Einrichtungsexperten, Psychoanalytiker, Türkengangs — es ist immer das gleiche Schema:

Hast du ein Problem?

Nein.

Doch.

Nein.

Bumm.

Jedesmal brummt einem der Kopf hinterher mehr als vorher. Und das liegt daran, daß es einen Spruch gibt, mit dem man einen Menschen genauso wirkungsvoll vor den Kopf schlagen kann wie mit einer Axt.

Dieser Spruch lautet: »Zeig mir deine Wohnung, und ich sage dir, wer du bist.«
Man kann es gar nicht dramatisch genug sagen: Dieser Satz ist für die moderne Wohnkultur, was in den antiken Mythen die Büchse der Pandora war. Seit er in der Welt ist, herrschen Unglück, Konfusion und Selbsthaß unter den Mietern...".

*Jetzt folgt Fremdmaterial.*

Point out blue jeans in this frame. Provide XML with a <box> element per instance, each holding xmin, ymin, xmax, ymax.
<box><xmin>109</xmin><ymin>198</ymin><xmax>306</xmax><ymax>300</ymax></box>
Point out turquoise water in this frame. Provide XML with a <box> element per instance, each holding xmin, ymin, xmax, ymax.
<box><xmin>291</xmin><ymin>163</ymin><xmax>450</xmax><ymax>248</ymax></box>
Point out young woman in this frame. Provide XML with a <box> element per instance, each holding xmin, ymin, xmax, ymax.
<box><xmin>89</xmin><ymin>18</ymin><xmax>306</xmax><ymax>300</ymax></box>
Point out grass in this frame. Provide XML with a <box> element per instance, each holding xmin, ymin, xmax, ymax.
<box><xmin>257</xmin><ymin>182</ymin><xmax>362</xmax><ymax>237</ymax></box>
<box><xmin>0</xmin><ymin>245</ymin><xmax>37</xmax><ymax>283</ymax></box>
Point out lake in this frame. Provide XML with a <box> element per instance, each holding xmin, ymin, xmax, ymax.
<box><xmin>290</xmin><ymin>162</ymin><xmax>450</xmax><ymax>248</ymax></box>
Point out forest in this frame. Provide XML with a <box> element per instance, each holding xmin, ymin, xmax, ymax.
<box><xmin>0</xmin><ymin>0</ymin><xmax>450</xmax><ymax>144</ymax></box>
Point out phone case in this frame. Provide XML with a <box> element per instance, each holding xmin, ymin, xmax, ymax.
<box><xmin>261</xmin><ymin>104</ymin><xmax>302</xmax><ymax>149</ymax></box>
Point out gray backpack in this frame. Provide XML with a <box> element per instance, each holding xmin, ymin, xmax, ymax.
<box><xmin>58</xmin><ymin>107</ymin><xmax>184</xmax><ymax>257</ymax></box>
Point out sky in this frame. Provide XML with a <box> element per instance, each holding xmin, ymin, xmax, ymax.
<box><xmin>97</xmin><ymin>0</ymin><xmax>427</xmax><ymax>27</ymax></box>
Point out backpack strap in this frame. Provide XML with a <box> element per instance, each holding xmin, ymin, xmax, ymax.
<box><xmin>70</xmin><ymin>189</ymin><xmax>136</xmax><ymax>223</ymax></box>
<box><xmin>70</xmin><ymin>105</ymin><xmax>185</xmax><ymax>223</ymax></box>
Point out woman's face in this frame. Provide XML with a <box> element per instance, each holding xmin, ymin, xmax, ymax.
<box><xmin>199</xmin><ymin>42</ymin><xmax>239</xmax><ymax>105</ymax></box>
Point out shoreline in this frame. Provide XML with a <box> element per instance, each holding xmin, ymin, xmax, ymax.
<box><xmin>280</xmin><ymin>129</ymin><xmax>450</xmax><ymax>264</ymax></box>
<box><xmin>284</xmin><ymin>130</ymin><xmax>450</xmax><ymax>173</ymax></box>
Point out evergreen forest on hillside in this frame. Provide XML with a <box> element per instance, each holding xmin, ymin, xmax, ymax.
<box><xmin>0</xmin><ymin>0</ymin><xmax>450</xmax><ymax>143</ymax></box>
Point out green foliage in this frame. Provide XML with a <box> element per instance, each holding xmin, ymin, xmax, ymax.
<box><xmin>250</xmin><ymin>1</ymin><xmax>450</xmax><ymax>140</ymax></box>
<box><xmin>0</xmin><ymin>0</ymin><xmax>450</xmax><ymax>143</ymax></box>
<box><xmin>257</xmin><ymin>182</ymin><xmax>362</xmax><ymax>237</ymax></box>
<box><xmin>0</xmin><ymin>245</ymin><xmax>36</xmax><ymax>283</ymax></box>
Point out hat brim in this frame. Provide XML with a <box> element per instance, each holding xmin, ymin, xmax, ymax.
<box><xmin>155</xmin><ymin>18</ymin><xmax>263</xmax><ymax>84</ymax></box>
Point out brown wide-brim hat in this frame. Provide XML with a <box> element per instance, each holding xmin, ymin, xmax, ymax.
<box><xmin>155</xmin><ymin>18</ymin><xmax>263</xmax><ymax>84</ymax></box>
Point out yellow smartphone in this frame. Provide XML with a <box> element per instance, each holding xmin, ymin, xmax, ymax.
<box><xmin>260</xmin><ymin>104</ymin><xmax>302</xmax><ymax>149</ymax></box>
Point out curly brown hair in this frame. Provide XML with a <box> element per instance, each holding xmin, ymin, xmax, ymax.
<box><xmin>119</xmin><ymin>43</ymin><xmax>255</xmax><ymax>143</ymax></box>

Dieses "Nachwort" stammt übrigens aus dem "Vorwort" des unbedingt lesenswerten Buches >> "Deutsches Haus" von Peter Richter. Nur durch Peter Richters "genialen" Bestseller wurde ich überhaupt auf Tine Wittler aufmerksam, da ich im Kloster seit 11 Jahren kein Fernsehen mehr schaue. (Ohne übrigens den Eindruck zu haben, viel versäumt zu haben.) - Aber als Kloster-Webmaster ist natürlich das WWW mein Medium, und so wurde ich sehr schnell bei YouTube fündig, um mir ein (ziemlich erschreckendes) Bild von Tine Wittler zu machen. - Dieser Vlog-Beitrag ist also das Ergebnis dieser "Wer ist Tine-Wittler-Suche".